While in the United States the attempts to modify the existing laws on the sale of weapons are still in an embryonic phase, in Canada the reaction to the massacre last week in a school in Uvalde, Texas, with 19 children and two adults dead, has been much more forceful. Prime Minister Justin Trudeau this week announced a measure that would ban the buying and selling of pistols domestically, as well as importing or trading them.
The new legislation proposed by Trudeau would also force the current owners of assault weapons to return them to the Government in a buyback program, in a new twist to the existing restrictions in the country of 38 million inhabitants.
“As a government, as a society, we have a responsibility to act to prevent further tragedies,” Trudeau said. “We just need to look south of the border to know that if we don’t take action, firmly and quickly, it will get worse and harder to counter.” It is also a new step taken by the Administration of the Canadian ‘premier’ after the massacre that occurred in Nova Scotia in 2020, when a shooter killed 22 people.
His response is similar to the measure imposed by the New Zealand government in 2019 after the massacre of 51 people in Christchurch in two mosques. In just the first day since the initiative was launched, more than 150 automatic weapon owners volunteered to sell their weapons to the government. In Australia, the massacre that killed 35 people in Port Arthur in 1996 prompted the government to collect more than 650,000 semi-automatic rifles and shotguns after enforcing a law that banned them.
In Ottawa, the climate is favorable for the bill to be signed, a measure that would affect thousands of owners in a country where it is estimated that there are almost 13 million legal and illegal weapons, according to data from the ‘Small Arms Survey ‘ of 2017. That means that there are about 34.7 firearms per 100 inhabitants, a figure that in the US rises to 120.5 per 100 inhabitants. That is, more pistols, rifles and machine guns than people.

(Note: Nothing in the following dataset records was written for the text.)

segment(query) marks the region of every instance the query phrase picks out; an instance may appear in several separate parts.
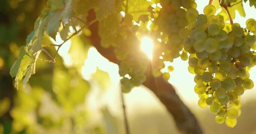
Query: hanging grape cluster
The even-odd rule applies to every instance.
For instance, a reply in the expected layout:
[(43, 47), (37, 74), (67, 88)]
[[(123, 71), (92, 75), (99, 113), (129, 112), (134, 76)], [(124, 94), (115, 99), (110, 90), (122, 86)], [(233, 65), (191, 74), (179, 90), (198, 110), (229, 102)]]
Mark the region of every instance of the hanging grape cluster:
[(197, 16), (184, 45), (195, 50), (190, 51), (193, 52), (190, 53), (188, 70), (196, 74), (198, 105), (210, 106), (217, 115), (217, 123), (226, 121), (233, 127), (241, 113), (240, 96), (254, 85), (249, 71), (256, 63), (256, 54), (251, 51), (255, 44), (255, 21), (247, 21), (247, 29), (244, 29), (238, 23), (225, 23), (222, 16), (214, 15), (216, 10), (212, 5), (204, 8), (204, 15)]

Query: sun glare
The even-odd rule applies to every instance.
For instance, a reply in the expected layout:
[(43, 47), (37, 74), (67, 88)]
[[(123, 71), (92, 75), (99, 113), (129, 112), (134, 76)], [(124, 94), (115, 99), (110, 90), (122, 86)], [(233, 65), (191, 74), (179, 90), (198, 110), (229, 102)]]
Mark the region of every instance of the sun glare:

That is why it sounds utopian to achieve something similar south of the border, and even more so with the Second Amendment of the Constitution protecting the right of citizens to own weapons to protect themselves. At the moment, the hope for those who yearn for a change passes through the meetings between Republican and Democratic senators. A meeting via Zoom was scheduled for Tuesday to set the parameters for what could be a law that somewhat restricts the sale of military-style assault weapons.
Senate Republican Minority Leader Mitch McConnell has tasked his Texas counterpart, John Cornyn, with leading negotiations with Democrats to “establish a framework” to work on” next week. of the United States, Joe Biden, has been optimistic about the process and has praised the figure of Cornyn, whom he has called a “reasonable politician” and the right person to achieve some progress. “I think that in his party they have recognized that we cannot continue like this,” he said.
For his part, Chris Murphy, the Democratic senator from Connecticut, is more skeptical. “I have participated in enough negotiations of this kind that we will know by the end of next week whether we are serious or not,” he said. The truth is that there is an urgency to reduce mass shootings. It has not only been Uvalde, but the massacre in a supermarket in Buffalo, New York, in May, and in a church in California. So far this year, the count has risen to 230, on track for a record.